In Cameroon, the author encountered shenanigans. For, he had to hire local guides; the leader (a native Nigerian) was fluent in the English language, and allegedly skilled at finding forest-elephants. The leader led the group on a “wild-goose chase” for weeks. When the group finally got close enough to one animal at which to shoot a radio-transmitter dart and a tranquilizer-dart, the leader missed twice shooting the former dart. The adrenaline was pumping in the people too, because the territorial elephants can crush humans to death.

The author conceded that he was doing an extremely controversial job. He and his employers threw vast amounts of resources at animals to save their lives or help them survive. He behaved like a Darwin-award candidate at times, and at other times, ironically, over the long run– made conditions worse for his charges. Ecotourism, too, whose goal is profiteering (rather than sincere concern for endangered species)– has taken its toll on disrupting animal habitats.

The phrase “white savior complex” could now be applied to the way wealthy people condescendingly think that saving a few individuals will solve the extremely complex problems of survival faced by all of the earth’s organisms. It is fair to say that in recent decades, money has actually corrupted global efforts to save lots of them.

To boot, the decades wasted searching for aliens and Bigfoot have just muddied the waters more. Incidentally, as is well known, on the TV show Star Trek, the aliens always speak perfect American English. Lastly, people who bother animals to get attention are still a “thing” on the idiot box, despite Steve Irwin’s cautionary tale. Anyway, read the book to learn a wealth of additional details on the author’s career, and how it shaped his lifestyle.

Ghosts of the Tsunami – BONUS POST

The Bonus Book of the Week is “Ghosts of the Tsunami, Death and Life in Japan’s Disaster Zone” by Richard Lloyd Parry, published in 2017.

As is well known, cancer cases will cluster among residents near even peacetime nuclear facilities that are working properly. Sadly, Japan’s poor foresight on its energy policy turned it into a boatload of misfortune waiting to happen.

In March 2011, an earthquake and tsunami in Japan reminded the world yet again how one disaster can lead to another, especially when it comes to the use of nuclear energy. After radioactivity (colorless and odorless) from its three melted-down nuclear reactors spread across Japan’s countryside, leaving a huge number of people sick and dead, it closed its remaining fifty reactors. Taking a lesson,–Germany, Italy and Switzerland stopped their nuclear energy programs.

The author, however, focused mostly on the no less traumatic deaths (some of them needless) and destruction in one small place, caused by the disasters. He spent an extensive amount of time corresponding with victims in the fishing village of Onagawa on the island of Honshu, where there occurred a large percentage of needless drownings at the local elementary school: 74 of 108 kids, and 10 of the 11 teachers.

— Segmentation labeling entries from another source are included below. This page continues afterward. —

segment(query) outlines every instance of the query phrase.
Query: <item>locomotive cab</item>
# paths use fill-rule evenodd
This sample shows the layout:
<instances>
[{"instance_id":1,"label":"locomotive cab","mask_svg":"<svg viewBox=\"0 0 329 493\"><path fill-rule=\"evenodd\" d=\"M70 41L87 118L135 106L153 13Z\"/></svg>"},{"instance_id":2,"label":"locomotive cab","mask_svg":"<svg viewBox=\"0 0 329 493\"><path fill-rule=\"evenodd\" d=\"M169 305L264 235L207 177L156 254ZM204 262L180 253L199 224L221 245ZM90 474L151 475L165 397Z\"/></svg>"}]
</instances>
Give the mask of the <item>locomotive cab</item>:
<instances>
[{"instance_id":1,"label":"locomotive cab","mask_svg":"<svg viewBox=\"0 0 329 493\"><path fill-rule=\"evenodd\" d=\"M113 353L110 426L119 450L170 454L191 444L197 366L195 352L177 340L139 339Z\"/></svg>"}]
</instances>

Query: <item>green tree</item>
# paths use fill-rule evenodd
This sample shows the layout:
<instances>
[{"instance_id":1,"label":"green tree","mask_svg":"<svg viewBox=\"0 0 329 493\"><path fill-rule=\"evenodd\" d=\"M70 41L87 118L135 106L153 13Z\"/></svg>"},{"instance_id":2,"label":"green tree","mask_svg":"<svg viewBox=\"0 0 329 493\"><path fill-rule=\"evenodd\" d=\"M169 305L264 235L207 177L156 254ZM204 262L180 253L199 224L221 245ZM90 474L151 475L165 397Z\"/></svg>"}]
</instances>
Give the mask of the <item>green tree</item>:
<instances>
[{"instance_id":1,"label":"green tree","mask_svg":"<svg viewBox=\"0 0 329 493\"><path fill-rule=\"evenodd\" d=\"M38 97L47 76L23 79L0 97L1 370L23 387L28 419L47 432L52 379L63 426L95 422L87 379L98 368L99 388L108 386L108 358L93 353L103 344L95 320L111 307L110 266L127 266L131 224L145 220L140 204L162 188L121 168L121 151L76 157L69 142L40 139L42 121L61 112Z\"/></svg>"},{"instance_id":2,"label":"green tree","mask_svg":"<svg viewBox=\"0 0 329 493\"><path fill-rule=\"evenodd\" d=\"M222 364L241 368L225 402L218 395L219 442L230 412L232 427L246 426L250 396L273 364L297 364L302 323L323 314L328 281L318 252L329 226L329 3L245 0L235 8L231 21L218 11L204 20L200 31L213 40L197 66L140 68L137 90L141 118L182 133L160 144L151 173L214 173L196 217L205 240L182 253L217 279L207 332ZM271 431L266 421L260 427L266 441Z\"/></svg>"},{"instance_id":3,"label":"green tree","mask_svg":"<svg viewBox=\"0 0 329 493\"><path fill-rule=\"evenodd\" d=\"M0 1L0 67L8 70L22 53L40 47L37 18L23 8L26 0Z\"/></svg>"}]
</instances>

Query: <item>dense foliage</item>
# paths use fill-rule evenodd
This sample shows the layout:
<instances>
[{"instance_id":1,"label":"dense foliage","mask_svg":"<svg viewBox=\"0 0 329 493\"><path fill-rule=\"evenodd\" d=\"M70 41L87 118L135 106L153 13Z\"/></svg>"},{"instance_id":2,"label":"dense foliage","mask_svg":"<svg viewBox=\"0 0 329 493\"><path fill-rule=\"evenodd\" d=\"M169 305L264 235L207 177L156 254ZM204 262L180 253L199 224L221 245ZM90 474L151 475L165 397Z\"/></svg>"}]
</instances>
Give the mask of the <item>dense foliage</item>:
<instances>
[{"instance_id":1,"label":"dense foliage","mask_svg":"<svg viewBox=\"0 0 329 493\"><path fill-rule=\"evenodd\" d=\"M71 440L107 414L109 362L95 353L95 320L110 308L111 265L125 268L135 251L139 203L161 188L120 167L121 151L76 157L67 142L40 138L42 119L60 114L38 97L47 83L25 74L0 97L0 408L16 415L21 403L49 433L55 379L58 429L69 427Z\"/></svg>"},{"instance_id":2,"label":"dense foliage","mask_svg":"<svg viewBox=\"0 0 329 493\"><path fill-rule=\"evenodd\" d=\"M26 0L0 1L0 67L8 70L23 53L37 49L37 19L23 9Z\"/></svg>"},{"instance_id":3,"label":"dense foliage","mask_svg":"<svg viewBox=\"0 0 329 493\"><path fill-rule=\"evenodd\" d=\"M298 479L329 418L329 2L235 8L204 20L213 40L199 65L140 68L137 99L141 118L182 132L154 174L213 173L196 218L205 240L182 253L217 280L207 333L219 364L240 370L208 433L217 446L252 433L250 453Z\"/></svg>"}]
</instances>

The Kitakami river overflowed its banks, but school administrators failed to take precautionary measures to evade the flooding. “Within five minutes– the time it had taken them to evacuate their classrooms– the entire school could have ascended hundreds of feet above sea level, beyond the reach of any conceivable tsunami.”

Read the book to learn about the victims’ families’ quests for finding their loved ones and for the true details of how they died, and whether their deaths were preventable.